A Primeira Turma do Supremo Tribunal Federal (STF) condenou nesta terça-feira (17) dois deputados federais e um suplente do PL pelo crime de corrupção passiva. Por um placar unânime de 4 votos a 0, o colegiado acolheu a acusação da Procuradoria-Geral da República (PGR).
Os condenados são os deputados federais Josimar Maranhãozinho (PL-MA) e Pastor Gil (PL-MA), além do suplente Bosco Costa (PL-SE).
Conforme a acusação, entre janeiro e agosto de 2020, os parlamentares solicitaram R$ 1,6 milhão em vantagem indevida. O objetivo era a liberação de R$ 6,6 milhões em emendas parlamentares para o município de São José de Ribamar (MA).
O voto do relator, ministro Cristiano Zanin, prevaleceu no julgamento. Zanin apontou a existência de “provas robustas” de que os acusados cometeram o crime de corrupção passiva, após a denúncia do então prefeito do município, José Eudes.
O entendimento de Zanin foi seguido pelos ministros Alexandre de Moraes, Cármen Lúcia e Flávio Dino. O colegiado também decidiu absolver os réus da acusação de organização criminosa.
Ministro Flávio Dino alerta sobre “Atacadistas de Emendas”
Durante o julgamento, o ministro Flávio Dino, do STF, mencionou a figura dos “atacadistas de emendas”. Segundo ele, esses indivíduos seriam responsáveis pela compra e venda de emendas parlamentares nos estados.
Dino, relator de processos relacionados à transparência na liberação de emendas, explicou que a função parlamentar de indicar recursos passou a ser comercializada ilegalmente. Esse cenário se intensificou após a pandemia de covid-19, quando os repasses foram flexibilizados, gerando o que ele chamou de “sequelas institucionais”.

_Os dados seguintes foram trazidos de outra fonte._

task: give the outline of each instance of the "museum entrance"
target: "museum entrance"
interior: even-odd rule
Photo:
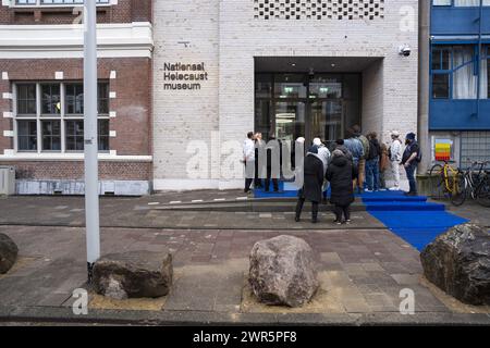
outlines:
[[[360,123],[360,74],[256,73],[255,132],[282,141],[316,137],[328,146]]]

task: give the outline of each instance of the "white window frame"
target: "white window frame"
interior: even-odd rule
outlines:
[[[66,150],[66,127],[65,122],[66,121],[84,121],[84,115],[66,115],[66,85],[70,84],[83,84],[81,80],[63,80],[63,82],[56,82],[56,80],[46,80],[46,82],[34,82],[34,80],[23,80],[17,82],[13,84],[12,90],[13,90],[13,132],[14,132],[14,152],[15,153],[37,153],[37,154],[46,154],[46,153],[56,153],[56,154],[62,154],[62,156],[70,156],[73,153],[83,153],[83,151],[76,151],[76,150]],[[99,80],[98,83],[107,83],[109,85],[110,89],[110,83],[106,80]],[[36,85],[36,115],[33,116],[19,116],[17,115],[17,86],[19,85],[29,85],[34,84]],[[60,85],[60,102],[61,102],[61,110],[59,115],[42,115],[41,113],[41,85],[46,84],[56,84]],[[110,98],[108,98],[110,103]],[[110,109],[110,105],[109,105]],[[97,120],[110,120],[110,113],[99,114],[97,116]],[[36,121],[36,130],[37,130],[37,149],[35,151],[27,151],[27,150],[20,150],[19,149],[19,133],[17,133],[17,122],[19,121]],[[42,150],[42,127],[41,122],[42,121],[59,121],[61,122],[60,128],[61,128],[61,150]],[[110,121],[109,121],[110,123]],[[109,124],[110,127],[110,124]],[[108,134],[108,139],[110,140],[110,133]],[[109,141],[109,150],[107,151],[99,151],[99,153],[110,153],[110,141]]]
[[[101,1],[101,0],[100,0]],[[108,2],[97,3],[97,7],[111,7],[118,4],[118,0],[108,0]],[[42,3],[42,0],[35,0],[35,3],[17,3],[17,0],[10,0],[11,8],[26,9],[26,8],[77,8],[83,7],[83,3]]]

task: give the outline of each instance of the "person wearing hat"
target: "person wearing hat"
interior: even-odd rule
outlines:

O ministro afirmou: “O que está em questão é que se criaram autênticos atacadistas de emendas. Nós temos uma rede de varejo, que foi posta tradicionalmente no Brasil, se afirmaram figuras, em vários estados, quiçá, em todos, de atacadistas, que ocupam uma espécie de topo dessa rede, em que emendas são compradas e vendidas.”